Прежде чем войти в горницу, он постучал. Однако ответа не получил. Тогда он распахнул дверь и покрепче вцепился в кочергу.
Но комната была такой же, как прежде. И всё же не совсем такой же…
Исчезла собачья шкура с ухмыляющейся мордой. И эта пропажа зияла пустотой на столе, в горнице, в безмолвии. Хотя он и пытался объяснить себе, пытался поверить, что это Эмима вернулась, чтобы забрать шкуру, что это её он на самом деле видел в дверях, что она дуется на него и поэтому не поздоровалась, что всё это вместе взятое — совершенная глупость, что ему наплевать, что по-другому просто и быть не может… Хотя он был абсолютно уверен, что в этот раз точно, без всякого сомнения, запер дверь.
XIV
Время от времени ему казалось, что он ничего больше не понимает, потому что всё произошедшее как-то отодвинулось, прошло мимо — почти так, как будто на самом деле ничего и не случилось. Каким образом Михник и Эмима в ночь святой Луции вошли в церковный дом, несмотря на запертую дверь, он тоже не понимал.
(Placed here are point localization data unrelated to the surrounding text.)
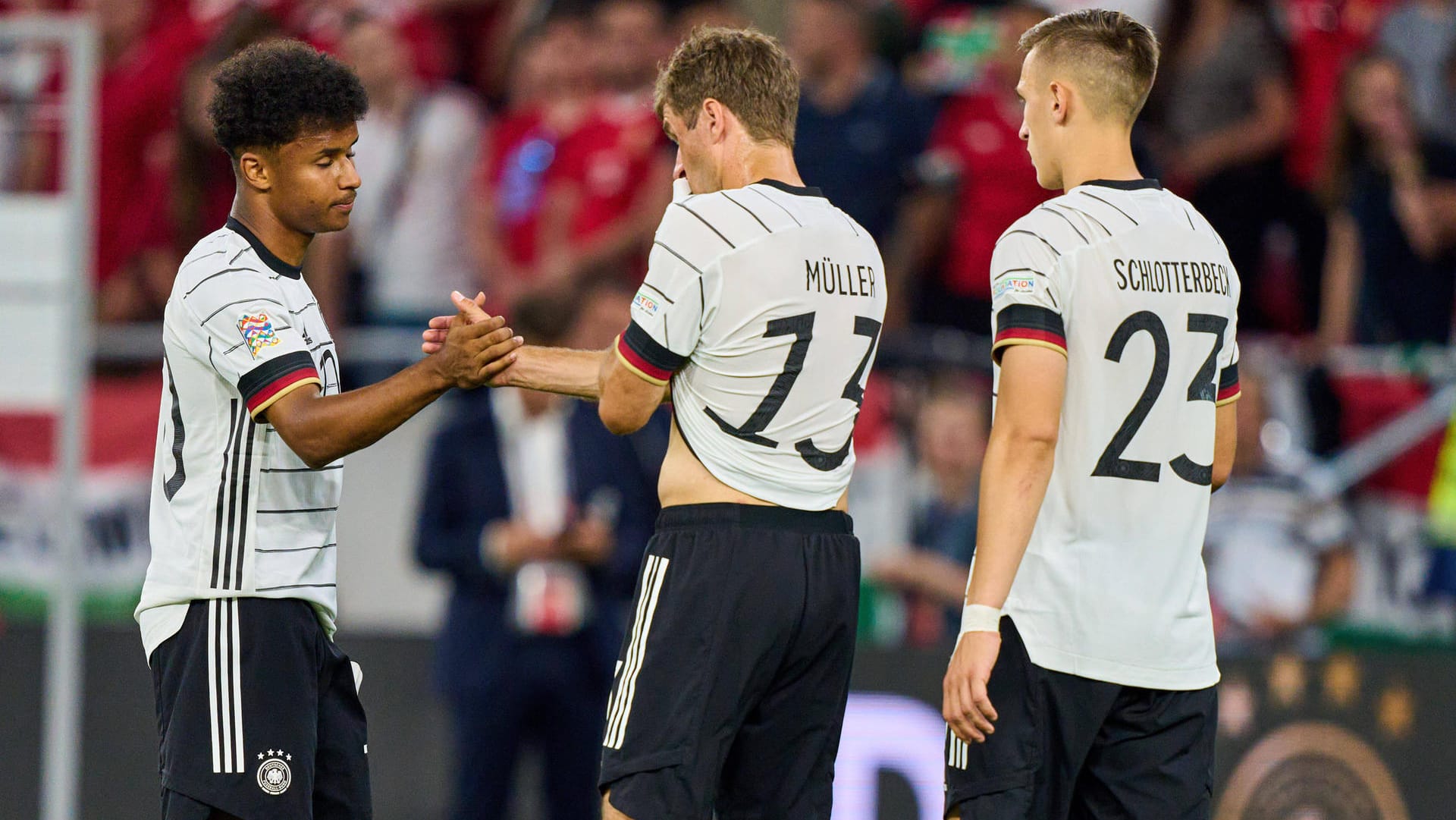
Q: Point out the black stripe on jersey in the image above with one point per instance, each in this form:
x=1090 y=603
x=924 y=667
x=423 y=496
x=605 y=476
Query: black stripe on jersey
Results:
x=207 y=278
x=747 y=212
x=780 y=206
x=1031 y=234
x=1008 y=272
x=1109 y=204
x=1036 y=319
x=242 y=523
x=650 y=350
x=232 y=509
x=299 y=548
x=667 y=299
x=679 y=255
x=294 y=587
x=221 y=492
x=1066 y=220
x=243 y=302
x=253 y=382
x=268 y=256
x=300 y=470
x=1081 y=213
x=1229 y=376
x=705 y=221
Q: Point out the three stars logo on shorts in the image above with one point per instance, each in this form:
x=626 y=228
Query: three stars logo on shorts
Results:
x=274 y=775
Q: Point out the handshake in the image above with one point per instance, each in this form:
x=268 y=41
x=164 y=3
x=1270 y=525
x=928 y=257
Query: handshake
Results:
x=471 y=348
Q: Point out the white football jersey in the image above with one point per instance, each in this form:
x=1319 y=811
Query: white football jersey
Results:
x=235 y=513
x=1136 y=289
x=764 y=308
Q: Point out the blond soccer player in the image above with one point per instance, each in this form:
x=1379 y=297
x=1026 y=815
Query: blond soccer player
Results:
x=1082 y=683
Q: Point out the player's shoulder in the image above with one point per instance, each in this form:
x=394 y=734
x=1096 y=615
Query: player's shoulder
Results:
x=220 y=264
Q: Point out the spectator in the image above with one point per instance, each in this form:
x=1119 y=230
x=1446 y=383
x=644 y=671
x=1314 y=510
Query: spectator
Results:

Утром он просто-напросто обнаружил их в горнице. И никто даже не упомянул запертую дверь. Поэтому он предпочёл оставить всё случившееся при себе. И в конце концов даже засомневался, действительно ли он запер дверь. И про собачью, а может, волчью, шкуру тоже предпочёл не упоминать. Она исчезла…
Правда, в эти дни он пил больше обычного.
В сущности, он чувствовал себя отвергнутым, обойдённым, даже ничтожным, и, так сказать, его уже списали со счетов, хотя вслух этого пока не говорили. Например, Михник проинформировал его, что впредь они будут звонить иначе… и не сказал как. Что же касается церкви — похоже, было уже решено, что жители деревни сами приведут её в порядок и украсят. Поэтому ему не оставалось ничего другого, кроме как изо дня в день хлестать жганье, а ночами пьяно и покорно надеяться, что раньше или позже Эмиме снова захочется близости.
Он часто думал, что нужно пойти к декану, но это было всё, на что хватало его сил. Потому что решиться было трудно, а мысль пуститься в дорогу по такому снегу и в такой мороз казалась скорее шуткой. Поэтому, безусловно, лучше было ждать и держать себя в руках в присутствии старика, который молчаливо и хмуро расхаживал по дому.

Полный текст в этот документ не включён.